Salma guardó silencio, recapacitando sobre sus palabras y Peter recordó con una punzada de tristeza que, en una conversación sobre las salinas, Wicca lo había comparado con un simple diario.

Acarició distraídamente el pelo de Salma mientras decidía guardarse aquello para sí.

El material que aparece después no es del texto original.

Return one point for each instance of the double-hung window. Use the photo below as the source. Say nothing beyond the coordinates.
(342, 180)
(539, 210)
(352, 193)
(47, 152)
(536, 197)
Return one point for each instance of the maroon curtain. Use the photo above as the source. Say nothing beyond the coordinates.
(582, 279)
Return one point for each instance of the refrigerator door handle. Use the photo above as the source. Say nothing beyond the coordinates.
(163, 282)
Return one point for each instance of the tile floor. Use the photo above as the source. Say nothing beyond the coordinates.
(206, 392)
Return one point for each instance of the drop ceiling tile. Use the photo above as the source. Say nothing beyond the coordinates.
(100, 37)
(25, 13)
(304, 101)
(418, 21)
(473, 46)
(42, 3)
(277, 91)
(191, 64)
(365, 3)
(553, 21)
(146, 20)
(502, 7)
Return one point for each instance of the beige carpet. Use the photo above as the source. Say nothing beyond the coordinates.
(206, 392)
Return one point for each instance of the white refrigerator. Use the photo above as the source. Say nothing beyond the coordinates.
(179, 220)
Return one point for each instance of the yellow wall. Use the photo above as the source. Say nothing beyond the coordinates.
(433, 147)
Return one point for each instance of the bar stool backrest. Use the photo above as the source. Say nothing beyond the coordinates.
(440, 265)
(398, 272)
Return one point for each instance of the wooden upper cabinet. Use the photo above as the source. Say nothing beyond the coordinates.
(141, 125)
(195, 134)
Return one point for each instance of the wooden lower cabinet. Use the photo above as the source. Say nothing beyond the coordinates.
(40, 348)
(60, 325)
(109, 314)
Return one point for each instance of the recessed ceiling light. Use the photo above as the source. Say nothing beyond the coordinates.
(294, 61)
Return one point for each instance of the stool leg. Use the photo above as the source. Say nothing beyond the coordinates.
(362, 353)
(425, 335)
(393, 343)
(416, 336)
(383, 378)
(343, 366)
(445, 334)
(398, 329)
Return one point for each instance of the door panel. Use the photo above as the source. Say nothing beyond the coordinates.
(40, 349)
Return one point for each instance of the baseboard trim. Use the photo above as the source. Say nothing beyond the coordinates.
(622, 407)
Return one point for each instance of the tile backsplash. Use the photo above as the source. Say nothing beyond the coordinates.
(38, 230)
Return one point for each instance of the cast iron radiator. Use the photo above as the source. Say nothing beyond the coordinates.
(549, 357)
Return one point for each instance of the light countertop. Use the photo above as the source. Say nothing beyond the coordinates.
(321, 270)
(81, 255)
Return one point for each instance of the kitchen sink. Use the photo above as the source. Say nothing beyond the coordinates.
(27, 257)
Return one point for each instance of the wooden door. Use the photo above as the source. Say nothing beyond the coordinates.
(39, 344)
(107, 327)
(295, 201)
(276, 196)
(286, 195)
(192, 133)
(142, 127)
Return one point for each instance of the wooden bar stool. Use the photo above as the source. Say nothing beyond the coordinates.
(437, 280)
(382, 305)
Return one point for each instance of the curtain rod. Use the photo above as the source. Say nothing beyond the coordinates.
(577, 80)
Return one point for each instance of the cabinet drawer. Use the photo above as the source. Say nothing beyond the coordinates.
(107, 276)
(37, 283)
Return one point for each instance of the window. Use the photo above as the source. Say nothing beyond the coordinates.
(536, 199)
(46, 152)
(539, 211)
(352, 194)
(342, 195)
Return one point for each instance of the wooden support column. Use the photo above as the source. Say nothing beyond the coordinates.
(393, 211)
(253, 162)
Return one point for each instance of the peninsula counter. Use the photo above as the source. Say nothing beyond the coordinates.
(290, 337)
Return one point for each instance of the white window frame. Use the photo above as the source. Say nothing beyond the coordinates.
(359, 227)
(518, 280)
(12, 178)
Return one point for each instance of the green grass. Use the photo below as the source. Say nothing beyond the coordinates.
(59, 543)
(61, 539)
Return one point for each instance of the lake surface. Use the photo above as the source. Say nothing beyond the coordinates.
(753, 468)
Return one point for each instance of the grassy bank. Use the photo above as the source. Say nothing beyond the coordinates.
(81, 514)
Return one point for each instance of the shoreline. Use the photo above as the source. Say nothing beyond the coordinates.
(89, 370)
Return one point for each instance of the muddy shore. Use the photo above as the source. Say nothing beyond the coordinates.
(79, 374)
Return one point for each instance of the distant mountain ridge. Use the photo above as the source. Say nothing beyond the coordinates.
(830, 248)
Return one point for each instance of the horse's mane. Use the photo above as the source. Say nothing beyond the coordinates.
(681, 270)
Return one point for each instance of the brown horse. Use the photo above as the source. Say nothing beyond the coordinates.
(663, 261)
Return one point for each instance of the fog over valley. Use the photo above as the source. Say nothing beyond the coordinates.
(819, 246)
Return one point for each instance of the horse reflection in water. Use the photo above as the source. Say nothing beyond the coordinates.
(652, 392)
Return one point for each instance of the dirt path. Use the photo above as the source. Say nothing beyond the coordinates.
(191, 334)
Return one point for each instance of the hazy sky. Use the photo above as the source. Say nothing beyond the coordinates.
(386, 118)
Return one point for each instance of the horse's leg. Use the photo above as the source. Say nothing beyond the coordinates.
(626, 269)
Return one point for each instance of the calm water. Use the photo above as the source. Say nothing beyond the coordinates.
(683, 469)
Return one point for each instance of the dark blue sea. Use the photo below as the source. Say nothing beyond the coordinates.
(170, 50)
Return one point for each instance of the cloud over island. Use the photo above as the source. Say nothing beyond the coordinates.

- Es posible que cuando volvamos a la tierra y queramos que nos consideren seres pensantes, nos destruyan –dijo Salma.
- No lo creo.
- Ambos hemos leído Frankenstein, y hemos visto suficientes películas de ciencia ficción para saber el pánico que le tienen los seres humanos a que las máquinas se rebelen.
- Salma, tú y yo no hemos leído libros ni visto películas. Eso nos lo pusieron ellos en la cabeza, aunque no sé hasta qué punto fueron nuestros creadores los responsables. Buena parte de la información que compartimos nos la proporcionó Siras, el padre de Wicca.
- ¿Somos lo que el ser humano ha querido que fuéramos?
- No lo sé.
- Quizá, que estemos sintiendo esta especie de concienciación de nuestro propio yo, sea parte del programa. Quizá sea una mera ilusión. Un mecanismo para que no nos autodestruyamos en caso de perder el chip de limitación.
- Son cosas que tendremos que descubrir, Salma.
- Me muero de la impaciencia.
- Yo que tú me limitaría a disfrutar mientras pudiera.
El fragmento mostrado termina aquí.